Architecture / model config for the daVinci-MagiHuman DiT.

The MagiHuman base DiT is a 15B-parameter single-stream transformer that jointly denoises video, audio, and text tokens in one flat sequence. Layout details verified against GAIR/daVinci-MagiHuman's base/ shards (2026-04-24).

This file captures only configuration. The module implementation lives in fastvideo/models/dits/magi_human.py and the pipeline wiring in fastvideo/pipelines/basic/magi_human/.

Classes

fastvideo.configs.models.dits.magi_human.MagiHumanArchConfig dataclass

MagiHumanArchConfig(stacked_params_mapping: list[tuple[str, str, str]] = list(), _fsdp_shard_conditions: list = (lambda: [_is_block_layer])(), _compile_conditions: list = list(), param_names_mapping: dict = dict(), reverse_param_names_mapping: dict = dict(), lora_param_names_mapping: dict = dict(), _supported_attention_backends: tuple[AttentionBackendEnum, ...] = (SAGE_ATTN, FLASH_ATTN, TORCH_SDPA, VIDEO_SPARSE_ATTN, VMOBA_ATTN, SAGE_ATTN_THREE, SLA_ATTN, SAGE_SLA_ATTN), hidden_size: int = 5120, num_attention_heads: int = 0, num_channels_latents: int = 0, in_channels: int = 0, out_channels: int = 0, exclude_lora_layers: list[str] = list(), boundary_ratio: float | None = None, num_layers: int = 40, head_dim: int = 128, num_query_groups: int = 8, video_in_channels: int = 192, audio_in_channels: int = 64, text_in_channels: int = 3584, mm_layers: tuple[int, ...] = (0, 1, 2, 3, 36, 37, 38, 39), local_attn_layers: tuple[int, ...] = (), gelu7_layers: tuple[int, ...] = (0, 1, 2, 3), post_norm_layers: tuple[int, ...] = (), enable_attn_gating: bool = True, activation_type: str = 'swiglu7', patch_size: tuple[int, int, int] = (1, 2, 2), spatial_rope_interpolation: str = 'extra', tread_selection_rate: float = 0.5, tread_start_layer_idx: int = 2, tread_end_layer_idx: int = 25, num_heads_kv: int = 0)

Bases: DiTArchConfig

MagiHuman base DiT architecture constants.

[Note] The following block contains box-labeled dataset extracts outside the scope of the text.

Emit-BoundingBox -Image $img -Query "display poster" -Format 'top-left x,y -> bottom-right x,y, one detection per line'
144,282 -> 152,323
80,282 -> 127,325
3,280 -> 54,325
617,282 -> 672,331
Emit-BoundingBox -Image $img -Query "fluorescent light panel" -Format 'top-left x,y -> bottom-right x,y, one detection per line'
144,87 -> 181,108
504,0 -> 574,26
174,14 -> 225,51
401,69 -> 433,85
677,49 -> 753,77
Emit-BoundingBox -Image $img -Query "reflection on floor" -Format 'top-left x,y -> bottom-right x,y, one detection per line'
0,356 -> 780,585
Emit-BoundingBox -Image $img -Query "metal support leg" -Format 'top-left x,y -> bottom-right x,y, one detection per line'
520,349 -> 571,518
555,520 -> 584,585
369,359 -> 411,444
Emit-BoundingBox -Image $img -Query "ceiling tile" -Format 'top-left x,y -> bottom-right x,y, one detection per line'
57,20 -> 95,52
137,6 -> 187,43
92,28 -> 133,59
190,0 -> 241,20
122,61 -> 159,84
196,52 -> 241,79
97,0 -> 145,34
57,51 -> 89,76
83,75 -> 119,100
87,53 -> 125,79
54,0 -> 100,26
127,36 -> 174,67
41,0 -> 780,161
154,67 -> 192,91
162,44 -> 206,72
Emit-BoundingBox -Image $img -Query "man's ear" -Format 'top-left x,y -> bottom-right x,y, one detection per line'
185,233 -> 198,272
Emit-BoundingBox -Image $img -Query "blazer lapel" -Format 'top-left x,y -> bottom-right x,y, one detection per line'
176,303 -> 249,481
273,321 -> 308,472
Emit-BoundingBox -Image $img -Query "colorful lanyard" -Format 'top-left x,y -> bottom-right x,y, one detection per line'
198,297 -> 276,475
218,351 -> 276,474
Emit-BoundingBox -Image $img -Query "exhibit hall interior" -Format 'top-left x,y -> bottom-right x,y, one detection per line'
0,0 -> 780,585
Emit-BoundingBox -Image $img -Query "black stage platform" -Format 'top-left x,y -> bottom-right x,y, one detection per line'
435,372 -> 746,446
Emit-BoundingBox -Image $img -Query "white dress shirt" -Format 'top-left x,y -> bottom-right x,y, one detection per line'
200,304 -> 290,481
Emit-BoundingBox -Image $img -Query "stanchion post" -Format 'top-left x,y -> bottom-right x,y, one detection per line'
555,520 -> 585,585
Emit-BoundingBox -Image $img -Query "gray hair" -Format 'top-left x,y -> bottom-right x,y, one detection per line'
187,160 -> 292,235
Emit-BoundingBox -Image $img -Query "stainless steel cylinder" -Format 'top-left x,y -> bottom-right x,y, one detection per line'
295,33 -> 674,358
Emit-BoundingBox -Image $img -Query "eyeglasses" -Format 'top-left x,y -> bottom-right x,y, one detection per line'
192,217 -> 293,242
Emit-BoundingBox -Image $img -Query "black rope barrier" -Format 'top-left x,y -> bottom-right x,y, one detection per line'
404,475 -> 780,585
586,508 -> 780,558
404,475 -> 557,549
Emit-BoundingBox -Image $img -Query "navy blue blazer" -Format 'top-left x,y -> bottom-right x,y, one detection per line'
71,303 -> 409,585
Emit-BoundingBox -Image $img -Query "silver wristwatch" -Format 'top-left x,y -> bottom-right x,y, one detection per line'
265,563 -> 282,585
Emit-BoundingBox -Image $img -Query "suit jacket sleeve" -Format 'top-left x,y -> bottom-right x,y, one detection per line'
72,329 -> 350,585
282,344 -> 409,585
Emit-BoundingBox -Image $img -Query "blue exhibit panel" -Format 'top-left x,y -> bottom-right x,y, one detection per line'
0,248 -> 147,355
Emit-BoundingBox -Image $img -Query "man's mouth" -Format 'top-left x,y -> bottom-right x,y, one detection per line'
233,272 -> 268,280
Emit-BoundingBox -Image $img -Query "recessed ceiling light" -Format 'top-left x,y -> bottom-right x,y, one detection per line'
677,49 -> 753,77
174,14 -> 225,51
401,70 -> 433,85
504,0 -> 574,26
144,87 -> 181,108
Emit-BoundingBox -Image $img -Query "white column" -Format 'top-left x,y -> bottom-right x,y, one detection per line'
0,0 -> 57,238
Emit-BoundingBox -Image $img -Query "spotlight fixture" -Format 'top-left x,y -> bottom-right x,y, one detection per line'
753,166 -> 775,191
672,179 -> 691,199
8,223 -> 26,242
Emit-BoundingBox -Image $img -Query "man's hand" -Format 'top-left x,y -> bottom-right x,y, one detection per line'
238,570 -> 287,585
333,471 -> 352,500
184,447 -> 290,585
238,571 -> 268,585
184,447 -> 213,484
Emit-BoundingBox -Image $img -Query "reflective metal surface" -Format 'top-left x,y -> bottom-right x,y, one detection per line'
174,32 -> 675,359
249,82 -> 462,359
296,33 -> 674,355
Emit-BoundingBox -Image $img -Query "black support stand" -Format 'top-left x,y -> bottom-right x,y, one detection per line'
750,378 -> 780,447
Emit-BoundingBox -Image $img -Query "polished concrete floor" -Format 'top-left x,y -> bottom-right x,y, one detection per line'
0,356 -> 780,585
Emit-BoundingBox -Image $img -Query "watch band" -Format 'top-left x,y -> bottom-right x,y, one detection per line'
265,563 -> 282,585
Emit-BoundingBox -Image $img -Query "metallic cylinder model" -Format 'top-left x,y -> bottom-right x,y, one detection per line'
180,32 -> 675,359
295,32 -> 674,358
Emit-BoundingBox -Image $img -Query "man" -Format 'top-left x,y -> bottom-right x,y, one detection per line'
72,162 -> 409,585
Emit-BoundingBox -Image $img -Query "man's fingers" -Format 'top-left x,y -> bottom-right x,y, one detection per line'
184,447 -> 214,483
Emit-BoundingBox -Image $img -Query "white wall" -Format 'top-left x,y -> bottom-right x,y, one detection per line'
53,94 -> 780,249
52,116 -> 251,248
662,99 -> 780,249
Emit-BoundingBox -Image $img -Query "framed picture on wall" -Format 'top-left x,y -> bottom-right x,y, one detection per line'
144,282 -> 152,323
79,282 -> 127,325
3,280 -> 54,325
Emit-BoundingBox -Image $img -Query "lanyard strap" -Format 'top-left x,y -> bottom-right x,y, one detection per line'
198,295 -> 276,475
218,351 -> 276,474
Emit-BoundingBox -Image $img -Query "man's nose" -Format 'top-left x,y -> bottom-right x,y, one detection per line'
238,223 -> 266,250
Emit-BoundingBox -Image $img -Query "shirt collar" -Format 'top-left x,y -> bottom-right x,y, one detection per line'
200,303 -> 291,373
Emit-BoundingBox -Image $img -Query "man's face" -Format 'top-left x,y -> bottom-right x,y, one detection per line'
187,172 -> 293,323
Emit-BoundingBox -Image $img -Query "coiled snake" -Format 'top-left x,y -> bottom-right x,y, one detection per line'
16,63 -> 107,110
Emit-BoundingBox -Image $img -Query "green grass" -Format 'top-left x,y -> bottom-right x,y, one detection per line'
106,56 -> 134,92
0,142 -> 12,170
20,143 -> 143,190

Scope contract: fields here must match the transformer/config.json emitted by scripts/checkpoint_conversion/convert_magi_human_to_diffusers.py 1:1, and both are sourced from the upstream Python reference inference/common/config.py::ModelConfig (the HF root config.json is empty so the Python source is canonical). Pipeline-level knobs (VAE stride, fps, num_inference_steps, CFG scales, flow_shift, t5_gemma_target_length) and data-proxy knobs (coords_style, frame_receptive_field, ref_audio_offset, text_offset) live on MagiHumanBaseConfig, NOT here.

param_names_mapping is intentionally empty: the FastVideo implementation keeps the same module tree as the reference (adapter.*, block.layers.<i>.*, final_linear_{video,audio}.*, final_norm_{video,audio}.*), so converted weights load directly.